A nurse is performing a cultural assessment of a group of clients to maintain respect for their value systems and beliefs. Which of the following should the nurse identify as examples of cultural variables?
- A. Eye contact
- B. Personal space
- C. Touch
- D. All of the above
Correct Answer: D
Rationale: Eye contact, personal space, and touch are cultural variables that can affect communication.
A nurse is preparing to transfer a client from a chair to the bed. The client can bear partial weight and has upper body strength. Which device should the nurse use?
- A. A wheelchair
- B. A stand-assist lift
- C. A transfer belt
- D. A slide board
Correct Answer: B
Rationale: A stand-assist lift is appropriate for patients who can bear partial weight and have upper body strength.

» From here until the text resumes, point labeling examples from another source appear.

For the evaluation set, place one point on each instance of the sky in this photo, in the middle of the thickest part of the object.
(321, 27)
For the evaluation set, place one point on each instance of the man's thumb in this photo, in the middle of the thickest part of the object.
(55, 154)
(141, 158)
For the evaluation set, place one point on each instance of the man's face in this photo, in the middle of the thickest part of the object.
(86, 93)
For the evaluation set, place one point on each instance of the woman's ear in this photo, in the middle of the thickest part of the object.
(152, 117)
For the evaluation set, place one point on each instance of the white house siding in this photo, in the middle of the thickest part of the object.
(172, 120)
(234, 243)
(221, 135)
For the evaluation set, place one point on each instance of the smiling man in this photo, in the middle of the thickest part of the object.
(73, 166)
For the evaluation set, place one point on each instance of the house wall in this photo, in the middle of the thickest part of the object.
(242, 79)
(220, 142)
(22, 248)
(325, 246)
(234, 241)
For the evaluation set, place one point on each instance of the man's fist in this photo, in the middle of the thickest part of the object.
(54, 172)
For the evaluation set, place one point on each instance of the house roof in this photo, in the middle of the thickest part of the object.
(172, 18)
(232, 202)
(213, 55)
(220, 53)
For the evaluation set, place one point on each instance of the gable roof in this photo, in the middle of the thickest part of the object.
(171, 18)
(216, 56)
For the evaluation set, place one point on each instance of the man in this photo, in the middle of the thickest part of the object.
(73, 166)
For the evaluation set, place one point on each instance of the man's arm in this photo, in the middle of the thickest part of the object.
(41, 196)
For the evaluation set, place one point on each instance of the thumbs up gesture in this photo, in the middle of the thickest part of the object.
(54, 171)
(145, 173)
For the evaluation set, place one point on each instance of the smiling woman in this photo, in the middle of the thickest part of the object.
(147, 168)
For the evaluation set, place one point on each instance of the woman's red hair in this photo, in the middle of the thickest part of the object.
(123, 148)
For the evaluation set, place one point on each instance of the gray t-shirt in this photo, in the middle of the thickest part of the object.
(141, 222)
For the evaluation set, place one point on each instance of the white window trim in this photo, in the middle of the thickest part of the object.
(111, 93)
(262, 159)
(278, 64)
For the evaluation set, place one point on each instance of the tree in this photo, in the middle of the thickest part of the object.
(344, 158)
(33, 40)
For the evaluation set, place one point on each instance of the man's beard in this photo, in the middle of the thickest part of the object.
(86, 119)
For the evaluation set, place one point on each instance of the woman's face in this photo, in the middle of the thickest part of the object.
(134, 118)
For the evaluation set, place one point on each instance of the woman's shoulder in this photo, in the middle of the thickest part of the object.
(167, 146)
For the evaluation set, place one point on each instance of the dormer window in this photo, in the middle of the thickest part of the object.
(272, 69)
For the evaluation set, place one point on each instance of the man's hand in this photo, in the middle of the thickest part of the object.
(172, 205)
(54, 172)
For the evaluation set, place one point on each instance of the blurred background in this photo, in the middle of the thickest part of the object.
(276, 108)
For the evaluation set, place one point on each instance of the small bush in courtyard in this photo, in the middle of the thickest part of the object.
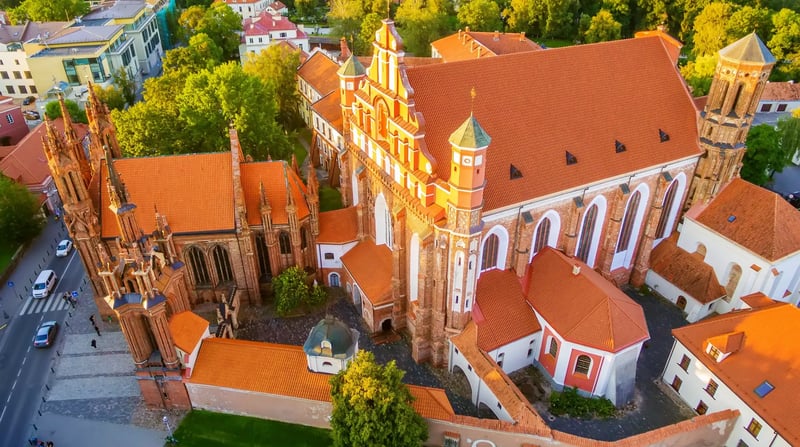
(569, 402)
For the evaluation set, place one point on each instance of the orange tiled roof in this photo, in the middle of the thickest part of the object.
(568, 301)
(194, 192)
(338, 226)
(770, 351)
(26, 162)
(370, 266)
(505, 316)
(686, 271)
(781, 91)
(187, 329)
(764, 223)
(330, 109)
(464, 45)
(319, 71)
(281, 370)
(632, 84)
(275, 175)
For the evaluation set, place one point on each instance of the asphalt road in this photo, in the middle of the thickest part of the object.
(24, 370)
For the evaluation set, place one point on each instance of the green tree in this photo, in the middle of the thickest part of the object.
(770, 149)
(372, 407)
(480, 15)
(48, 10)
(290, 289)
(20, 216)
(53, 111)
(277, 66)
(603, 28)
(710, 28)
(111, 96)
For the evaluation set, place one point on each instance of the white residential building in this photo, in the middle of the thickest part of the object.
(745, 361)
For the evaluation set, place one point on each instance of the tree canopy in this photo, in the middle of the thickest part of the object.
(20, 216)
(372, 406)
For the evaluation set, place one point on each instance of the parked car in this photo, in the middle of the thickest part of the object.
(31, 115)
(64, 247)
(46, 334)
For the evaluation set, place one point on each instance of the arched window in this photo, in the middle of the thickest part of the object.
(489, 257)
(285, 242)
(583, 365)
(542, 235)
(197, 265)
(222, 264)
(587, 233)
(624, 240)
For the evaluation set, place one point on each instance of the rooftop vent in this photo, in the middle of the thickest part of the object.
(764, 389)
(571, 160)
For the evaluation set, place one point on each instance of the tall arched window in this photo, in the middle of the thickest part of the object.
(624, 240)
(197, 265)
(542, 235)
(490, 248)
(662, 229)
(222, 264)
(587, 233)
(285, 242)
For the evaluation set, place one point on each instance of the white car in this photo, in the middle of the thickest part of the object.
(64, 247)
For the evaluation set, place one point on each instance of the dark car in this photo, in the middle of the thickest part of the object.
(46, 334)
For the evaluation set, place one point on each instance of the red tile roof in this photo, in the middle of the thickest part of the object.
(584, 308)
(281, 370)
(194, 192)
(763, 222)
(464, 45)
(338, 226)
(319, 71)
(781, 91)
(187, 329)
(370, 266)
(26, 162)
(686, 271)
(274, 175)
(505, 315)
(770, 351)
(632, 84)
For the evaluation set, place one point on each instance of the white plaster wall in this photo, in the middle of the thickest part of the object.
(692, 391)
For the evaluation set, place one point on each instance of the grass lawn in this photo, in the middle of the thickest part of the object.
(206, 429)
(329, 199)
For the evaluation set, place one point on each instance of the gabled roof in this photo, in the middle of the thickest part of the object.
(781, 91)
(338, 226)
(583, 308)
(26, 163)
(194, 192)
(748, 49)
(501, 313)
(275, 175)
(319, 71)
(281, 370)
(535, 105)
(187, 329)
(686, 271)
(370, 266)
(464, 45)
(753, 217)
(770, 351)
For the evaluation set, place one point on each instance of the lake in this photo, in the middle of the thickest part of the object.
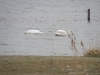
(48, 16)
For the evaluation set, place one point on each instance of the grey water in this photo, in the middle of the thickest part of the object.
(18, 16)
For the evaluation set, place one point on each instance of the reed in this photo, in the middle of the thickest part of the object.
(79, 63)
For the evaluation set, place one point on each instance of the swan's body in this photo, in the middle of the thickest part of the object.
(63, 32)
(33, 32)
(60, 33)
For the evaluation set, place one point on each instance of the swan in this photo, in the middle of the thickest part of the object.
(63, 33)
(33, 32)
(60, 33)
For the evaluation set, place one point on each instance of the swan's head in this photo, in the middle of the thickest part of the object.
(70, 32)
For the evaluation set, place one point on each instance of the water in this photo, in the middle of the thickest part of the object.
(18, 16)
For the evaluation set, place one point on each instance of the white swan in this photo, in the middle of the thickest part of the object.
(60, 33)
(63, 33)
(33, 32)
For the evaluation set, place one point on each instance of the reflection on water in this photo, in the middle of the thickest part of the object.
(47, 16)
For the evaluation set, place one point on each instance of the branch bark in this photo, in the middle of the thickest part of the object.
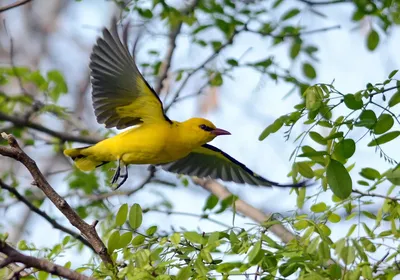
(14, 5)
(20, 122)
(88, 231)
(43, 214)
(14, 256)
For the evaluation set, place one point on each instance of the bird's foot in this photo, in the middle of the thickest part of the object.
(124, 178)
(116, 175)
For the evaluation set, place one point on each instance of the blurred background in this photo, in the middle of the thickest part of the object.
(59, 35)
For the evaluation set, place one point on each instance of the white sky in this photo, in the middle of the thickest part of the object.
(243, 110)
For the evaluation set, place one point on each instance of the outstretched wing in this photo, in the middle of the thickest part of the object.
(121, 96)
(209, 161)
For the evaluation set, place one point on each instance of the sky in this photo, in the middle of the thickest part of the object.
(244, 108)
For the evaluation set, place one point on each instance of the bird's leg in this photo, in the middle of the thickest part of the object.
(124, 178)
(117, 173)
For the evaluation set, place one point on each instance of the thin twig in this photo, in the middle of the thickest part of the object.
(14, 5)
(201, 216)
(20, 122)
(41, 264)
(33, 208)
(88, 231)
(375, 195)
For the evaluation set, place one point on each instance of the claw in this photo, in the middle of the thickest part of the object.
(124, 178)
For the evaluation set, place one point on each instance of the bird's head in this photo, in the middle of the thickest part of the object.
(203, 130)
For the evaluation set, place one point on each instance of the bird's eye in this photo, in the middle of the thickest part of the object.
(205, 128)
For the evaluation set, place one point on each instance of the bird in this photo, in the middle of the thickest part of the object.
(122, 99)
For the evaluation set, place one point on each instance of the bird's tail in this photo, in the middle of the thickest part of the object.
(83, 161)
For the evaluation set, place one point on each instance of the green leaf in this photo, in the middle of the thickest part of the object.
(339, 179)
(184, 273)
(113, 241)
(384, 138)
(289, 14)
(334, 218)
(319, 207)
(211, 202)
(394, 72)
(317, 138)
(151, 230)
(301, 196)
(138, 240)
(372, 40)
(42, 275)
(122, 214)
(394, 176)
(256, 254)
(384, 123)
(125, 239)
(352, 103)
(146, 13)
(194, 237)
(232, 62)
(175, 238)
(295, 48)
(217, 80)
(304, 169)
(274, 127)
(335, 271)
(370, 173)
(395, 99)
(135, 216)
(314, 97)
(367, 119)
(345, 149)
(309, 71)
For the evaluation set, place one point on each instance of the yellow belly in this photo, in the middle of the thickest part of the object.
(147, 144)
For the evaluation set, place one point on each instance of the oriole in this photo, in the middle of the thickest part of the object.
(122, 98)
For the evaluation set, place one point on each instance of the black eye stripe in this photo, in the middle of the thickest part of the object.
(206, 128)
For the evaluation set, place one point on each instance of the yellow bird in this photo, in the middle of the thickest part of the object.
(122, 98)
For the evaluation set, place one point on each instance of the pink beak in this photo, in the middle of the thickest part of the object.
(219, 131)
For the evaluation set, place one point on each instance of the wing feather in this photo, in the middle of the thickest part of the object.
(210, 162)
(121, 96)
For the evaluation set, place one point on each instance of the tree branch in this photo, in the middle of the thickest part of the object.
(89, 231)
(41, 264)
(322, 3)
(20, 122)
(14, 5)
(33, 208)
(362, 194)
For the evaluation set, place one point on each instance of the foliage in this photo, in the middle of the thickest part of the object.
(143, 251)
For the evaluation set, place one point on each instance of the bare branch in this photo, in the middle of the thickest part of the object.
(60, 135)
(41, 264)
(14, 5)
(363, 194)
(15, 152)
(322, 3)
(33, 208)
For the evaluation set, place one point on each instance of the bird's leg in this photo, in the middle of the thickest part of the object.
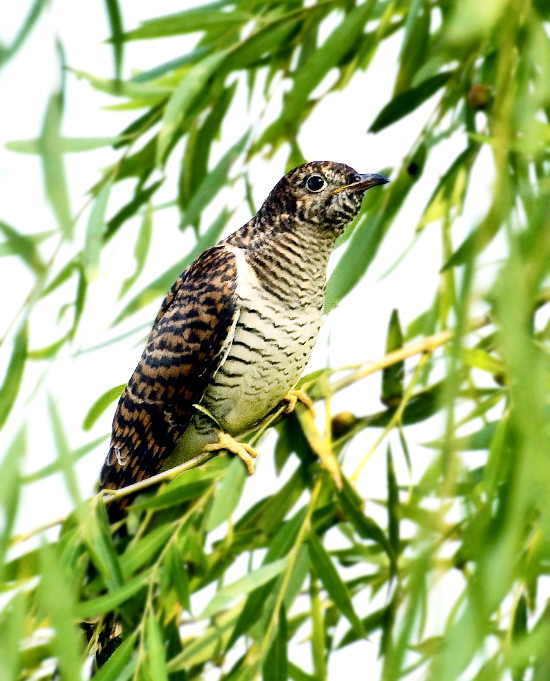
(294, 396)
(245, 452)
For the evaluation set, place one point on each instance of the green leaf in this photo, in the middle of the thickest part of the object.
(53, 167)
(366, 527)
(155, 650)
(117, 37)
(97, 537)
(227, 594)
(57, 603)
(63, 452)
(275, 667)
(120, 665)
(214, 180)
(14, 374)
(141, 248)
(200, 18)
(9, 490)
(66, 145)
(12, 633)
(332, 582)
(189, 88)
(329, 54)
(161, 284)
(228, 494)
(94, 232)
(6, 53)
(109, 601)
(409, 100)
(101, 404)
(393, 376)
(179, 577)
(393, 504)
(131, 208)
(24, 246)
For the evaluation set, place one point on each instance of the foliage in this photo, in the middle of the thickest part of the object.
(476, 517)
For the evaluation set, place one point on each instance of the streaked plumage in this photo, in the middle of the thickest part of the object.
(237, 328)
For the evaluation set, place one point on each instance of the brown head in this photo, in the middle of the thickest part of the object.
(323, 193)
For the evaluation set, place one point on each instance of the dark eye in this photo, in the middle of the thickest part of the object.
(315, 183)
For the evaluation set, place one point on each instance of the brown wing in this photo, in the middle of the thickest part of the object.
(183, 351)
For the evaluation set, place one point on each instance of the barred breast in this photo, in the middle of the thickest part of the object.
(268, 349)
(271, 345)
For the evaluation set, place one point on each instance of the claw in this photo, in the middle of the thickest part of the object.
(245, 452)
(294, 396)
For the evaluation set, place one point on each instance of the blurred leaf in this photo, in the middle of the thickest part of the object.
(6, 53)
(189, 88)
(332, 582)
(94, 232)
(14, 373)
(101, 404)
(117, 37)
(228, 495)
(66, 145)
(120, 665)
(406, 102)
(52, 164)
(276, 661)
(242, 586)
(155, 650)
(326, 56)
(211, 184)
(10, 490)
(106, 603)
(141, 196)
(12, 622)
(161, 285)
(366, 527)
(24, 246)
(65, 461)
(57, 604)
(393, 505)
(189, 21)
(393, 376)
(141, 249)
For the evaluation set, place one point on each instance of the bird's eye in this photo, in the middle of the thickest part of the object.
(315, 183)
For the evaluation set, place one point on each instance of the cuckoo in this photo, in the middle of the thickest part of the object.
(236, 329)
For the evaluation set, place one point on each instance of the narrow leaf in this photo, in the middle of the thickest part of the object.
(228, 494)
(189, 88)
(109, 601)
(94, 232)
(406, 102)
(243, 586)
(14, 374)
(393, 376)
(332, 582)
(53, 167)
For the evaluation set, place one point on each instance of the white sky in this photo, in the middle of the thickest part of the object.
(354, 332)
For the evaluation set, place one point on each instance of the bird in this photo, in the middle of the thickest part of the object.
(236, 330)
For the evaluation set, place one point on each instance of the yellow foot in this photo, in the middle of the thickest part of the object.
(294, 396)
(245, 452)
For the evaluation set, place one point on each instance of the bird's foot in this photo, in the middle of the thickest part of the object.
(294, 396)
(245, 452)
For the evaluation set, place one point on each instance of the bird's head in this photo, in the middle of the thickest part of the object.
(322, 193)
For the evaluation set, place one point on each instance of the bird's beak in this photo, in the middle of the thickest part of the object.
(366, 182)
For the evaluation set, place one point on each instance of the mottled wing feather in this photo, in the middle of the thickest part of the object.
(184, 350)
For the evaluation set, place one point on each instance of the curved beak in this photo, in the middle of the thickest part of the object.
(366, 182)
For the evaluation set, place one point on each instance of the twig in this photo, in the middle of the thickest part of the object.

A community health nurse is teaching a group of clients about first aid for different types of wounds. Which of the following client statements indicates an understanding of the teaching?
- A. I should apply clean dressings over the top of blood-saturated dressings and hold pressure.
- B. I will rinse the wound with hot water to cleanse it.
- C. I can remove the dressing once the bleeding stops.
- D. I should apply antibiotic ointment directly to the wound.
Correct Answer: A
Rationale: Applying clean dressings over blood-saturated dressings and holding pressure helps prevent disruption of wound tissue.
A nurse is reviewing the lab report of a client who has been experiencing a fever for the last 3 days. What lab result indicates the client is experiencing fluid volume deficit (FVD)?
- A. Decreased hematocrit
- B. Increased BUN
- C. Increased hematocrit
- D. Decreased urine specific gravity
Correct Answer: C
Rationale: An increased hematocrit level indicates dehydration or fluid volume deficit.